Rockland County legislators learned Wednesday night the budget deficit from 2011 amounted to $96 million. With an audit in progress of 2012, Rockland County Finance Commissioner Stephen DeGroat warned that that amount could increase by $11 to $15 million. The auditor reviewing the county’s finances put forward a potentially higher number of $17 million.
DeGroat told the members of the legislative Budget & Finance Committee that the actual budget deficit from 2012 may not be known until mid summer when the audit is completed. DeGroat’s update came as part of the committee’s consideration of a resolution asking the state to permit Home Rule Legislation to allow it to issue a $96 million deficit bond.

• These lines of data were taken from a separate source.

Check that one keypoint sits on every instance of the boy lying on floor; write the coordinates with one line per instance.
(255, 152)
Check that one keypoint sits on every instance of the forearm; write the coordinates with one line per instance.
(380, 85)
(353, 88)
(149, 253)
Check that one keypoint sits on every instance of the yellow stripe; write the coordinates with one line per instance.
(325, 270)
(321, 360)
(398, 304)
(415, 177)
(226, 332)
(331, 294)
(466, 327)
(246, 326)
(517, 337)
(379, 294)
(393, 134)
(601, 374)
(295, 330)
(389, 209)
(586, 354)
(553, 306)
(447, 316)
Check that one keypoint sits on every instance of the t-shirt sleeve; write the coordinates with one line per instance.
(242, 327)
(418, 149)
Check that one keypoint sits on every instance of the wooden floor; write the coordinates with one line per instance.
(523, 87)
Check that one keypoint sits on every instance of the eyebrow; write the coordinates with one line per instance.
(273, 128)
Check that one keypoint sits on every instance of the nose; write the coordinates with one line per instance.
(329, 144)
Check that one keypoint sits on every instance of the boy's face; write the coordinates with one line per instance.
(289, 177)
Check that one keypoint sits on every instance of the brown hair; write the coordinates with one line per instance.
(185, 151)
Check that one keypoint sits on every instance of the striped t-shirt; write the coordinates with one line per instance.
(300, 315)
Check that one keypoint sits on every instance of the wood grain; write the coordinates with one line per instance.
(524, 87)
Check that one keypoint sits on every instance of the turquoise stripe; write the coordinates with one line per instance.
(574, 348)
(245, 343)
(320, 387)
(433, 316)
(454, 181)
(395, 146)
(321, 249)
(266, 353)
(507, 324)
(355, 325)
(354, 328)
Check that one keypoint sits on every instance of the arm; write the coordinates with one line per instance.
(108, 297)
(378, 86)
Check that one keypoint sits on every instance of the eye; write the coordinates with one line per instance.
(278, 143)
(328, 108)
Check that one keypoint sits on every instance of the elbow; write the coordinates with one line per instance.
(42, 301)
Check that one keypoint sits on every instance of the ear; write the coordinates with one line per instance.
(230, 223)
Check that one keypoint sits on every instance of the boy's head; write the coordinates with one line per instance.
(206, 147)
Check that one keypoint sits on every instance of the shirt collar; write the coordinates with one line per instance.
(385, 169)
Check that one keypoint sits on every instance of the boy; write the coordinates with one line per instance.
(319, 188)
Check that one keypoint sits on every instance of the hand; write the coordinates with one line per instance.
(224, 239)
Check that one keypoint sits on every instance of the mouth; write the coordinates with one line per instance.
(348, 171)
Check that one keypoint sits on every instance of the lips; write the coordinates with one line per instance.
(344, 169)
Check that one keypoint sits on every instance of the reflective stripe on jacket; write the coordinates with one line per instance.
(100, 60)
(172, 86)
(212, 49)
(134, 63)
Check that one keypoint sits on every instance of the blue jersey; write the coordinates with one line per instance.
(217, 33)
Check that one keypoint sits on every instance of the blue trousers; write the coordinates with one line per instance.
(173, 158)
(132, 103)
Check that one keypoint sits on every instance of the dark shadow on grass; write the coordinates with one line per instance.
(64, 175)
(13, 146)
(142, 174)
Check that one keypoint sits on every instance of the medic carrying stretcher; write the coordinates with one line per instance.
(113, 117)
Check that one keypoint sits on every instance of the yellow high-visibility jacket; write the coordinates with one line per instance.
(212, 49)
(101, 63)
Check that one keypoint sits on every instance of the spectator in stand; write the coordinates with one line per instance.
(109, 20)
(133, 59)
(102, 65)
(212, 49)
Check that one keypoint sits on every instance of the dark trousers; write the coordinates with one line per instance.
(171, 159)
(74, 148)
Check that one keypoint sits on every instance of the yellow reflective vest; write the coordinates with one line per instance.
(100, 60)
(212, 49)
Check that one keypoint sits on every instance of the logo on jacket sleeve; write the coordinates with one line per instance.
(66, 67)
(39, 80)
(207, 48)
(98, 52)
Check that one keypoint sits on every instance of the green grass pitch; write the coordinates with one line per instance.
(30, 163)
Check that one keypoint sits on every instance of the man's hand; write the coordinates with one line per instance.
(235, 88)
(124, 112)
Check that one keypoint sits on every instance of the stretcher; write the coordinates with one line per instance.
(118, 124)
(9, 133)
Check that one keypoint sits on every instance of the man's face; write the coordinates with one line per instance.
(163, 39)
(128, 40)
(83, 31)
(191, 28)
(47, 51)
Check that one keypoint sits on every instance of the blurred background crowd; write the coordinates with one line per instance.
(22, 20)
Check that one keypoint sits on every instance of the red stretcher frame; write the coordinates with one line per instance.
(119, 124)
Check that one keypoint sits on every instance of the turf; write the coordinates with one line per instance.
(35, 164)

Legislator Ilan Schoenberger noted that payment of an $18 million deficiency note in June 2012 might help to offset the anticipated additional shortfall in the 2012 budget. He said the county might be asking for more than it needs because the final audit of 2012 may show a deficit lower than $96 million.
DeGroat said the sale of the county owned building in Spring Valley for $4 million was expected to be finalized on Thursday. He said he was working with the state and the CPA firm auditing the county to determine if the revenue from the sale could be reflected in the 2012 audit.
The committee approved the resolution, which will go before the full county legislature on Tuesday. They also approved motions to issue $45 million of Revenue Anticipation Notes (RANs) and $55 million of Tax Anticipation Notes (TANs). DeGroat said the county issued an RFP for the notes.
“The good news is we received seven proposals,” said DeGroat, adding they were for competitive rates.
The county expects to work with Oppenheimer, which bid an interest rate of 1.45 percent for the RANs and 1.35 percent for the TANs. The cost of borrowing $100 million for the one-year notes is just over $1 million. The RANs will be issued in advance of the county receiving sales and compensating use tax revenue, mortgage recording taxes and funds from the state and federal governments. The TANs would be issued in expectation of collection of real estate taxes in 2013.
The committee passed the motion for the notes unanimously. It also approved a request of the state legislature asking for Home Rule legislation to extend the combined one percent sales and compensating use tax from December 1, 2013 until November 30, 2015. The Home Rule Legislation would extend the 3/8 of one percent and 5/8 of one percent sales and compensating use taxes beyond the current November 30, 2013 expiration. The committee approved the resolution.